La gran trama de narcolanchas en Galicia solo se juzgará con 11 de los 59 detenidos
VIGO
Se bautizó como operación Endurance, afectó a doce provincias y al norte luso y se decomisaron 50 lanchas en diferentes fases de construcción
03 feb 2026 . Actualizado a las 17:40 h.El primer semestre del 2022 concentró cuatro grandes operaciones policiales contra sendas tramas especializadas en la construcción de planeadoras consideradas ilegales por la normativa aprobada en el 2018. De los cuatro procedimientos, el más ambicioso por número de detenidos y embarcaciones confiscadas en diferentes fases de construcción tuvo lugar en junio. Se bautizó como operación Endurance. Implicó 59 arrestos y medio centenar de las denominadas narcolanchas requisadas. El Equipo de Delincuencia organizada y antidrogas (EDOA) de la Guardia Civil en Pontevedra en Pontevedra diseñó el operativo final tutelado por la Fiscalía Antidroga en la provincia y el Juzgado de Instrucción número 8 de Vigo. Tres año y medio después, el procedimiento llega a juicio con solo once personas sentadas en el banquillo de los acusados de los 59 detenidos en junio del 2022.
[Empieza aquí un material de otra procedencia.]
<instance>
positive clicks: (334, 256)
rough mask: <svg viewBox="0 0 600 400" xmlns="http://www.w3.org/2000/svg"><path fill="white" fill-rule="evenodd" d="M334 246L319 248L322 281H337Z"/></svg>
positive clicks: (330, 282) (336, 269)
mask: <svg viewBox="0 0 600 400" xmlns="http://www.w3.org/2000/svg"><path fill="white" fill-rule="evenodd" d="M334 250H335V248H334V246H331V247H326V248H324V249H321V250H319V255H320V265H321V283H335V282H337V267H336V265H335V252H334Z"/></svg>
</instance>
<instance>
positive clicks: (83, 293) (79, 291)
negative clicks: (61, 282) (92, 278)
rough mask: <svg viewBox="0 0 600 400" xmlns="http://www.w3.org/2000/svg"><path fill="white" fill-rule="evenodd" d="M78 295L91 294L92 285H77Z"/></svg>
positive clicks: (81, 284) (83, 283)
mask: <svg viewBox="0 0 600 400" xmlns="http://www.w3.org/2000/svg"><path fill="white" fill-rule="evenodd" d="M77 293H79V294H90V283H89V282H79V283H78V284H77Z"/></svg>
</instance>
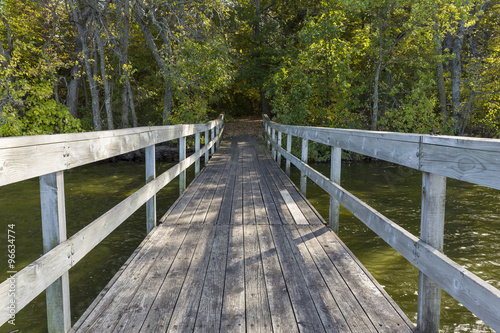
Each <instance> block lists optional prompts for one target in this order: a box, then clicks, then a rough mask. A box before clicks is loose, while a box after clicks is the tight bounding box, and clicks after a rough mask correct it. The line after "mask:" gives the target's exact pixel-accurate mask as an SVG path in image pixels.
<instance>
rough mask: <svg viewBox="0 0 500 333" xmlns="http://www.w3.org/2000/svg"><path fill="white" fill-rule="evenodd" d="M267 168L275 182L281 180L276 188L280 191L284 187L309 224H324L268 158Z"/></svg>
mask: <svg viewBox="0 0 500 333" xmlns="http://www.w3.org/2000/svg"><path fill="white" fill-rule="evenodd" d="M269 163H270V164H268V170H269V172H270V173H272V174H273V175H274V177H273V179H274V181H275V184H278V183H279V182H280V181H281V184H278V188H279V189H280V192H281V191H282V190H283V189H286V190H287V191H288V193H289V194H290V196H291V197H292V199H293V200H294V201H295V203H296V205H297V206H298V207H299V209H300V211H301V212H302V214H303V216H304V217H306V219H307V221H308V223H309V224H324V221H323V220H322V218H321V217H320V215H319V213H318V212H316V210H315V209H314V207H312V206H311V205H310V204H309V203H308V202H307V199H306V198H305V197H304V195H303V194H302V193H301V192H300V191H299V190H298V189H297V187H295V185H294V184H293V183H292V181H291V180H290V179H289V178H288V177H287V176H286V175H285V174H284V173H283V171H282V170H281V169H280V168H277V167H276V165H275V164H274V163H271V161H270V160H269Z"/></svg>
La vista para dirimir las cuestiones previas y fijar la hoja de ruta del juicio se celebró ayer en la Sección Quinta de la Audiencia de Pontevedra, en Vigo. La Fiscalía pide penas de nueve a dos años de prisión y el pago de multas que suman en total más de 80 millones de euros. Para la empresa acusada pide multa de 14 millones de euros y dos años de prohibición de obtener ayudas o subvenciones públicas. La tesis incriminatoria señala que los 11 procesados y la firma formaban una estructura «empresarial, personal y material» que, al menos entre septiembre del 2020 y junio del 2022, se dedicaba a construir lanchas semirrígidas de alta velocidad, constitutivas de género prohibido, que iban a ser destinadas al narcotráfico.
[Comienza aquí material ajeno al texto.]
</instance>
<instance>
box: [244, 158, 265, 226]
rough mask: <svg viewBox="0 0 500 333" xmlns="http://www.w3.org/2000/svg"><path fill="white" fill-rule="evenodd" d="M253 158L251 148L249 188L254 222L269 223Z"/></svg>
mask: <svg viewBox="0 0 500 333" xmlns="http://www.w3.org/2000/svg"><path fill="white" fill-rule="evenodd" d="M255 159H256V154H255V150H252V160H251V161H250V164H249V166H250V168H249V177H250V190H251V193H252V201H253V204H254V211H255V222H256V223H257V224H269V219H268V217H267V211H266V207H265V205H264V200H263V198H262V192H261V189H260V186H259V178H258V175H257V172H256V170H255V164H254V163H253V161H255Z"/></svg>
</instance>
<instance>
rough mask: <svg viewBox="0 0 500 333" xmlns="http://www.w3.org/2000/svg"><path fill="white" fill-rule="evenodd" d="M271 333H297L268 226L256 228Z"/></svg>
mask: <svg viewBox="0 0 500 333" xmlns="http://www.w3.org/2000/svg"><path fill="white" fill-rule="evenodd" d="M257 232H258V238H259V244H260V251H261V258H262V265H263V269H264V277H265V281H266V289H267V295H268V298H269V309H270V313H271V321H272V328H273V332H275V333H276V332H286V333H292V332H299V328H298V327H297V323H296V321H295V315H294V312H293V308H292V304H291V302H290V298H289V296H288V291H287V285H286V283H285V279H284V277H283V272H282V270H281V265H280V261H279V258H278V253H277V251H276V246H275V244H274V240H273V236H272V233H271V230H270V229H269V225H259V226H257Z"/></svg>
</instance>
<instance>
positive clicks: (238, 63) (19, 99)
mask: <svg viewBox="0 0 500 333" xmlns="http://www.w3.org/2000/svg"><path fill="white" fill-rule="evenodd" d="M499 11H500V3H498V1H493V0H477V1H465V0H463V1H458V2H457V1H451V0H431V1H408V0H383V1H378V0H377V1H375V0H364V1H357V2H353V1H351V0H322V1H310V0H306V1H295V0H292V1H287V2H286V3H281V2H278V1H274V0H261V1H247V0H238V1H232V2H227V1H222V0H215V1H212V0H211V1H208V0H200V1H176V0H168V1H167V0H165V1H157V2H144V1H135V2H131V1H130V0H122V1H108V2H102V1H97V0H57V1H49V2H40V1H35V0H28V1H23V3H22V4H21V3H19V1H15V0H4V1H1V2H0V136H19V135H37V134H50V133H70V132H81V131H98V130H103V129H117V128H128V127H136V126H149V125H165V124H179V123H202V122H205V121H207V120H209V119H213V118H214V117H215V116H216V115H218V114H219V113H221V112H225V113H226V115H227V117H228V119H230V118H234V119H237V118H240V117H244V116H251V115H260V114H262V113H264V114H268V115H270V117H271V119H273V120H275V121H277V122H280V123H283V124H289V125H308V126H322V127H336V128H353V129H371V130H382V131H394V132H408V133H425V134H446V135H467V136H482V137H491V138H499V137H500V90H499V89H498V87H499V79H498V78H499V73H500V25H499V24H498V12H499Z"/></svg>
Las defensas aprovecharon la sesión de ayer para reclamar la suspensión del juicio al entender que la Audiencia de Pontevedra no es competente para juzgar unos hechos que, supuestamente, se produjeron no solo en Vigo, sino también en varios puntos del norte de Portugal y en otros lugares de España, como Alicante, Barcelona, Tarragona, Toledo o Sevilla. Apelan a la cuestión transnacional para reclamar que los hechos sean dirimidos por un tribunal de Portugal (donde la construcción de embarcaciones semirrígidas rápidas está regulada y no es delito). Apuntan también que si deben ser juzgados en España, debería ser la Audiencia Nacional la que se ocupara de esta causa.
Las defensas reclaman igualmente la nulidad de las actuaciones por considerar que muchas pruebas se obtuvieron de forma irregular, al no estar suficientemente motivos los autos que permitieron los registros de naves, el balizamiento de embarcaciones y otras medidas de vigilancia. Varios letrados argumentan que se había llevado a cabo una instrucción judicial basada en una investigación prospectiva, sin indicios racionales de criminalidad en algunos casos. También alegan que se producía una situación de indefensión porque no habían podido acceder a la totalidad de la documentación obrante en el procedimiento, y todos ellos han trasladado también quejas sobre la mala acústica de la sala, lo que les ha impedido, han asegurado, entender correctamente todas las intervenciones.
Réplica de la Fiscalía
El fiscal jefe antidroga actual —sucesor del que inició el asunto— replicó que la Audiencia de Pontevedra sí es competente para juzgar estos hechos, cometidos en España, y con epicentro en una nave de Cabral, Vigo. Recalcó que los acusados actuaron con la finalidad de construir en Vigo (y, en ocasiones, terminar en Portugal) esas embarcaciones, que entregaron a clientes en España para usarlas en las costas españolas. «La estructura criminal nace en Vigo, aunque luego se expanda y se desarrollo en otros puntos de España», expuso el fiscal, que insistió en que «las embarcaciones solo tenían un uso posible», que era la actividad de narcotráfico.
Estos argumentos fueron los que motivaron los registros, seguimientos y otras intervenciones de la Guardia Civil, que tenía «indicios» claros de la posible actividad delictiva. La Audiencia fijó para el 16 de febrero el inicio del juicio y para informar de la resolución de estas cuestiones previas. Las sesiones comenzarán con las declaraciones de testigos, ya que el tribunal accedió a que los acusados presten declaración al final de las intervenciones para conocer los cargos completos que se le imputan.